We're doing a case race on Saturday.
I'm in. I'm currently drinking a beer in the bathtub so I guess I can consider this "practice" and not just "alcoholism"
Bob the builder, bob the uilder bob the builder bbbbbbbbbbbbbbbbjbbbbbiotch!pp!!!!
They let me keep the giant cocktail glass because I threw up in it. And made out with the bartender. Europeans are so generous. I'm getting it engraved
i hope youre ready for a shit show because we just ordered a whole pitcher of red headed sluts
CORAL IS FAR MORE RED THAN HER LIPS RED
Oh god you're Sonnet 130 drunk, aren't you.
Almost screamed "GO FISH MOTHER FUCKER" at the girl I nanny today. Drunken card games shouldn't bleed into my sober life.
Two things: Why did I wake up in a pool of blood? And am I still invited to the wedding?
No idea. And yes be here at 4
I just can't promise there won't be a reason to hit you in the face with a dildo again in the future.

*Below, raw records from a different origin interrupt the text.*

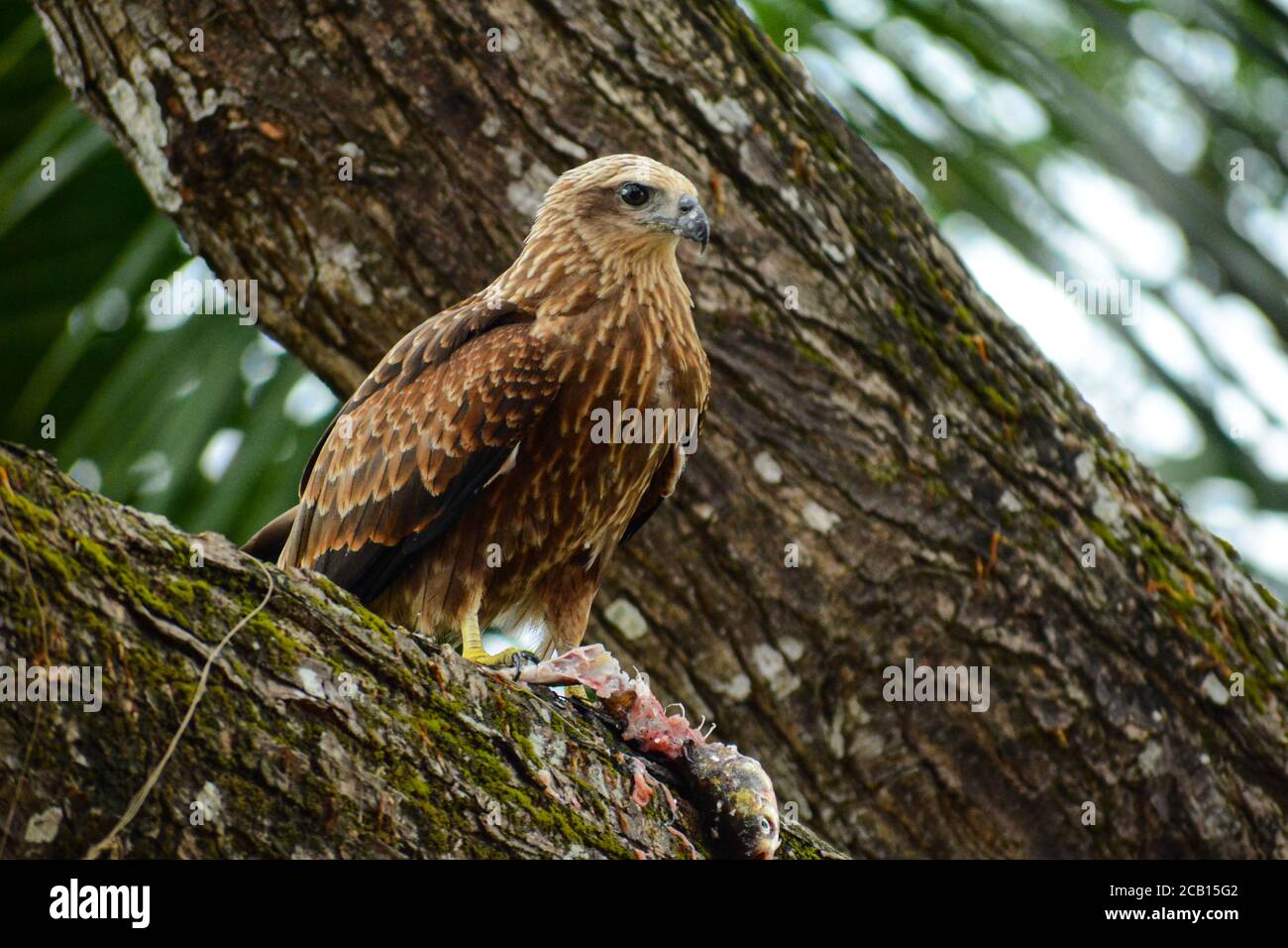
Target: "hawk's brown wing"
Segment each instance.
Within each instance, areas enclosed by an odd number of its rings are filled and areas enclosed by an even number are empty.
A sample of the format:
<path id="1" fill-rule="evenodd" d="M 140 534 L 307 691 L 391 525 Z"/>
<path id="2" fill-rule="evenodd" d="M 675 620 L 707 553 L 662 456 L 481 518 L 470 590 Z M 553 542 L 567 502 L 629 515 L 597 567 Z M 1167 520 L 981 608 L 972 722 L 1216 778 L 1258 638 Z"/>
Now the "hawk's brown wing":
<path id="1" fill-rule="evenodd" d="M 558 390 L 531 325 L 479 301 L 403 337 L 304 469 L 282 565 L 370 602 L 450 530 Z"/>
<path id="2" fill-rule="evenodd" d="M 698 413 L 698 430 L 694 432 L 694 439 L 702 433 L 702 423 L 707 418 L 707 404 L 702 402 L 702 409 Z M 696 444 L 696 442 L 694 442 Z M 626 543 L 631 537 L 634 537 L 648 518 L 657 513 L 657 508 L 662 506 L 671 494 L 675 493 L 675 485 L 680 482 L 680 475 L 684 473 L 684 464 L 688 460 L 688 455 L 680 450 L 680 445 L 672 444 L 671 450 L 666 453 L 662 458 L 662 463 L 657 466 L 653 472 L 652 480 L 648 482 L 648 488 L 644 491 L 644 497 L 640 498 L 639 506 L 635 508 L 635 513 L 631 515 L 630 522 L 622 531 L 622 543 Z"/>

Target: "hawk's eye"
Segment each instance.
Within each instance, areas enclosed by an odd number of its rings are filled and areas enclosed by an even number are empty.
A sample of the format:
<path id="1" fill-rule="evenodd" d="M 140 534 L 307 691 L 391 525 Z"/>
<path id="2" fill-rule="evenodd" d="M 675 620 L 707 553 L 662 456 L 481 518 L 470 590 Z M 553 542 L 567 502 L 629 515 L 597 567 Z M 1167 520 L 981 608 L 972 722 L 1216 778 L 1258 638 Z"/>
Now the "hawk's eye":
<path id="1" fill-rule="evenodd" d="M 617 196 L 632 208 L 639 208 L 641 204 L 648 201 L 649 190 L 643 184 L 636 184 L 634 181 L 629 181 L 617 188 Z"/>

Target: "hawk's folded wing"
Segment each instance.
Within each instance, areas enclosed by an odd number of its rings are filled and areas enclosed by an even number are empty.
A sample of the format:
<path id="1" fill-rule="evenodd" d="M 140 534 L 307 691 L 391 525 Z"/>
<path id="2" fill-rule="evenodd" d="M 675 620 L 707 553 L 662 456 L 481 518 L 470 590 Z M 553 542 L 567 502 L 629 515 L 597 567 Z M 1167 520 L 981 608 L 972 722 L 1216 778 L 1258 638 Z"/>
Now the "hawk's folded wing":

Welcome to stoned Saturday. Full of laser tag and beyonce and awesome
Looked like a bag of smashed assholes and smelt like a brewery - still got morning sex. Marriage rules sometimes!
How the fuck does a person bruise an armpit? I swear to god, I get the lamest drunk injuries.
Showed up 15 minutes late and curtsied when I entered the door if that puts perspective to how my first day is going
Did I tell you he put a lobster carcass on his dick?
He took me out to dinner to tell me we had to stop fucking so randomly
Honestly wish he pleased me as much as queso does
Cockblock successful. That's for pouring nacho cheese on my flatscreen, asshole.